THE horse-and-trap, beggars and leprechauns are notably absent this time.
But international media coverage of the political crisis can still draw a cringe.
The 'New York Times', the 'Wall Street Journal' and the 'Washington Post' all used the word "circus" yesterday to describe Brian Cowen and his shambolic government.
Terms such as "implosion" and "meltdown" are also commonplace.
The 'Journal' said the Greens had "delivered the coup de grace" to a government that has "spectacularly imploded in full view of a weary and apprehensive electorate".
"Fianna Fail, which dominated Irish politics for nearly 80 years, now is bracing itself for a defeat of historic proportions in elections that could be held as early as next month," it said.
The 'Financial Times' described the implosion of the party as "extraordinary", and predicted possible "annihilation" for the party at the ballot box.
"That may be richly deserved," it added.
"This is, after all, the party that through its cronyism and incompetence, artificially prolonged the boom of the 1990s into the credit and property bubble of the past decade, and then gave a blanket guarantee to its banker friends that has ended in the humiliation of Ireland becoming a ward of the European Central Bank and the International Monetary Fund."
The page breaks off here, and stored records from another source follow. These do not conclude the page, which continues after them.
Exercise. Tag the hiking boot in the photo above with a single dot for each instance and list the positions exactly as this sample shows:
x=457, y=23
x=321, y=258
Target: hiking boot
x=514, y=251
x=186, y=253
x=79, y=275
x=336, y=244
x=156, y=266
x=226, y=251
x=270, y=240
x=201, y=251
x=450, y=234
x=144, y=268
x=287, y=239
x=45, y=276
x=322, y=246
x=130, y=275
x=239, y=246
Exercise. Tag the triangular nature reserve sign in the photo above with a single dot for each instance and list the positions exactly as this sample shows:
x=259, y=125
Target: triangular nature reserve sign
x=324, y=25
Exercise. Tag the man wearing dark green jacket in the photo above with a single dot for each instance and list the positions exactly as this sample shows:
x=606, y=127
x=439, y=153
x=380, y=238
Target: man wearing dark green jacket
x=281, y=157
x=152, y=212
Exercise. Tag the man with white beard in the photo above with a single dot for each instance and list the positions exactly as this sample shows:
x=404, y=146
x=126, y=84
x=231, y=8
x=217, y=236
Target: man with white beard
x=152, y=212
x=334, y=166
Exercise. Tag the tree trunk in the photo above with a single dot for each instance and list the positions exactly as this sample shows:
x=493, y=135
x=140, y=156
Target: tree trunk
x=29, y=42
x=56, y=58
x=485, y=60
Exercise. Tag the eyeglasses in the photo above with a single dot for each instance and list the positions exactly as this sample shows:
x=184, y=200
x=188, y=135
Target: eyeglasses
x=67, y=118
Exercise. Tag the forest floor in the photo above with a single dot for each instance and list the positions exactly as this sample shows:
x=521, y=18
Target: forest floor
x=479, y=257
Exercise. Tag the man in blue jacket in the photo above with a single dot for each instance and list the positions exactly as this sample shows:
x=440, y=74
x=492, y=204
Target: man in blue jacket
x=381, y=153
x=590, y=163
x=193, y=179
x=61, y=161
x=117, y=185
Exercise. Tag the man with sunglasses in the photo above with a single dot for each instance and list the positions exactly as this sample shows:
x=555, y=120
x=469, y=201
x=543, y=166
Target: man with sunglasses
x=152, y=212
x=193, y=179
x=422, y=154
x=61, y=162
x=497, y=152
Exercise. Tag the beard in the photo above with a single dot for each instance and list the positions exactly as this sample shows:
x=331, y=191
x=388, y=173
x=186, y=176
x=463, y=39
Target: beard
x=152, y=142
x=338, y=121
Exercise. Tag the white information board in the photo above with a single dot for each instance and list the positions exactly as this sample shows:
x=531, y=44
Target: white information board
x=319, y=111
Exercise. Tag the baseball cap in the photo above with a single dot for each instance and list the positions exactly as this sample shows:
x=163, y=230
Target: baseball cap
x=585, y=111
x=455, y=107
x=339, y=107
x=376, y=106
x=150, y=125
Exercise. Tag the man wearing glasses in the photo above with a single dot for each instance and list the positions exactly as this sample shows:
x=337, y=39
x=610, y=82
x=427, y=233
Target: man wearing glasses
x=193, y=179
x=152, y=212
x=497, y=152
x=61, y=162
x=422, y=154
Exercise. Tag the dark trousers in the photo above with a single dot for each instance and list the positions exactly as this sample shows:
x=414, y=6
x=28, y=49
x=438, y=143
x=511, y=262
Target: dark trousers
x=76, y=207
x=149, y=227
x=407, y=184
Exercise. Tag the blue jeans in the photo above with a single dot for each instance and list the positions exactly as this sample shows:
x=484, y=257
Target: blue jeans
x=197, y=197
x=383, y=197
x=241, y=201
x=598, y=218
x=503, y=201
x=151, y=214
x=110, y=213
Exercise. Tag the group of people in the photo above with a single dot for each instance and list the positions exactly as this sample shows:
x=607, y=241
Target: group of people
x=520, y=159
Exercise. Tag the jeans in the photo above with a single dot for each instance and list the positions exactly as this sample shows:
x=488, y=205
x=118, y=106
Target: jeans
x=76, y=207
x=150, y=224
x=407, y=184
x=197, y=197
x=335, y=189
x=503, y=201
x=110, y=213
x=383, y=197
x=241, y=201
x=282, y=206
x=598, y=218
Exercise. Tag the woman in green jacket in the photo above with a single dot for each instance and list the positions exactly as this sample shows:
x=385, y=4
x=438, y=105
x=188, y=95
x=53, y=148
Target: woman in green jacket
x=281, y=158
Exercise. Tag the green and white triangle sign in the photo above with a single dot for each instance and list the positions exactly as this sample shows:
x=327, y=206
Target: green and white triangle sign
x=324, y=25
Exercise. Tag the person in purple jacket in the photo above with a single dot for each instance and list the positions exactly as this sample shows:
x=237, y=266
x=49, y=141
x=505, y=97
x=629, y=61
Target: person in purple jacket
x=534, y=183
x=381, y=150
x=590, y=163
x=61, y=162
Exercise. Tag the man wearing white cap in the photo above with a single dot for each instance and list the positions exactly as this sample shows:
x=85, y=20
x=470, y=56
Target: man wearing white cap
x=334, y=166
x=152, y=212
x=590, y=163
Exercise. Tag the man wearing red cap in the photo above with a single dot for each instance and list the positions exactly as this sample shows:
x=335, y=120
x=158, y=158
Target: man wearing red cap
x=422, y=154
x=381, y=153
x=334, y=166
The 'New York Times' said Mr Cowen's " quixotic style of leadership has exhausted even close supporters: insisting last fall that Ireland needed no bailout, until the moment he began negotiations for one; trying to rebuild his government last week without consulting the Greens, only to have them reject his proposals; and finally, bowing to demands that he quit, but insisting on remaining prime minister until after the election," it said.
The BBC said there was recognition on all sides that the political squabbling was "damaging Ireland's reputation abroad".
Reuters described the situation as a "squabble".
"Business leaders, struggling to survive in an unprecedented economic crisis, despaired at the political theatre," it said.
It was reported yesterday that 2,500 publications across 72 countries have covered Ireland's political turmoil over the past week.
'The Guardian' said there was a fear that any delay in signing the Finance Bill would cause international bond markets to conclude that Ireland was "reneging on its commitments to the IMF and the European Union to drive down its national deficit".